Game Over Zeus and Banking Malware

This announcement by US-CERT made me think about the current status of the war (I think that at the moment this is actually the correct word) between attackers / thieves / fraudsters and ICT Security practitioners, Banks, FInancial Institutes etc.

Recently we have seen banking malware using Tor hidden services to hide C2C (Command-and-Control) servers, or as described in the US-CERT announcement, P2P (peer-to-peer) networks. The purpose is the same, to hide the controlling master of the malware, that is the attacker / thief / fraudster her/himself. This also means that recently security practitioners, law enforcement and bank personnel got very good in finding and at least disrupting the C2C servers, otherwise there would be no need to find new ways of hiding them.

But how is this war going, that is, who is winning? Let’s be clear, we, the good guys, are losing.
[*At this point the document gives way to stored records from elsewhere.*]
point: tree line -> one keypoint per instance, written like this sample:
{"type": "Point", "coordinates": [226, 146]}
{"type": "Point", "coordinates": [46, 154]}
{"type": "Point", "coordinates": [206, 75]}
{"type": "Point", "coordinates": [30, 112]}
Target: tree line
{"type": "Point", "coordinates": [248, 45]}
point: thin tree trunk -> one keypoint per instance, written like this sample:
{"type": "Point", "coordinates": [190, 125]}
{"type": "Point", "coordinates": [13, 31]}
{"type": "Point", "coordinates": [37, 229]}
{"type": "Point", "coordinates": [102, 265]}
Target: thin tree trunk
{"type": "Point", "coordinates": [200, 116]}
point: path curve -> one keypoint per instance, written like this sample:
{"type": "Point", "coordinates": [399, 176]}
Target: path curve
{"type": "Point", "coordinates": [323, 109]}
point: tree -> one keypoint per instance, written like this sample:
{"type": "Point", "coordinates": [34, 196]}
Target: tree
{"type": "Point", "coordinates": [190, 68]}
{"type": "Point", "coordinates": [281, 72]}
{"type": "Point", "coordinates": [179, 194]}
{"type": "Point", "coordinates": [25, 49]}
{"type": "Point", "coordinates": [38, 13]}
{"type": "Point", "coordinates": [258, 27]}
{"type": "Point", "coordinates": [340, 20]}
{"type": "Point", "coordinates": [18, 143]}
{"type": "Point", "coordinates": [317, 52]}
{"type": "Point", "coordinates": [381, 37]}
At first sight the reason for this is simple: there are just too many bugs in today’s software (and possibly in hardware, or at least in embedded software in hardware) and new bugs are added at such a rate that our efforts to ‘secure’ the software are improving the situation a little but not much. It is just a never-ending chase: find a bug, exploit the bug, fix the bug – repeat… It is true that bugs are getting more difficult to find, that software developers are getting better in writing software and fixing bugs, that Bugs-Bounties are awarded to bugs discoverers from software houses etc., but the same happens on the other side and a real market of exploits (to which even secret services and the like participate) of unknown (also called 0-day) bugs exists and flourishes.

In this situation the approach that it is often adopted to protect financial transactions online (web-based) is to balance the costs of defensive measures with the losses to attackers. In the losses one should consider both those direct and those indirect, like bad publicity and loss of customers. Investing too much in some defensive measures could work but could also be a waste of money since the next attack can just avoid the expensive defensive measure and exploit some other bugs or flow in the process or, even worse, human weakness.

This really looks like a never ending cat-and-mouse game.

On Target and other Breaches

These days one of the top IT security news is the one concerning the Target breach which allowed the criminals to steal up to 40 million credit and debit cards data (see Krebs On Security for details). What is very interesting is the complexity of the entire operation. This is not someone who stumbles almost by accident on a bug or a security weakness and exploits it. This, and other similar ones (it is at least a couple of years that similar frauds have been known to be realized), are really criminal operations, well designed, carefully planned and implemented.

It is enough to mention a few details of this breach to understand the complexity of the operation. The malware has been designed and/or modified to fit exactly the environment in which it has been installed. The way of accessing the the IT systems has been carefully studied and most probably has been through a most unlikely third part. The stealthiness of the operation has been extremely good, including the way of exporting the extracted credit/debit card data from the company network into the criminals’ systems.

These are targeted attacks which adopt the best of technologies, included IT technologies but not limited to the IT world. The biggest issue is that the target of the frauds is not the IT, but is the everyday business which must understand that these new kind of frauds are very real and can target everyone.

How to Abuse Your Customers

This is a 1 Million USD settlement in a consumer fraud against the on-line video gaming company E-Sports Entertainment, LLC. On top of its online gaming business, the company found quite profitable to use the customer PCs to mine for Bitcoins and to monitor the customers’ use of the PC even when they were not running the E-Sports’s program.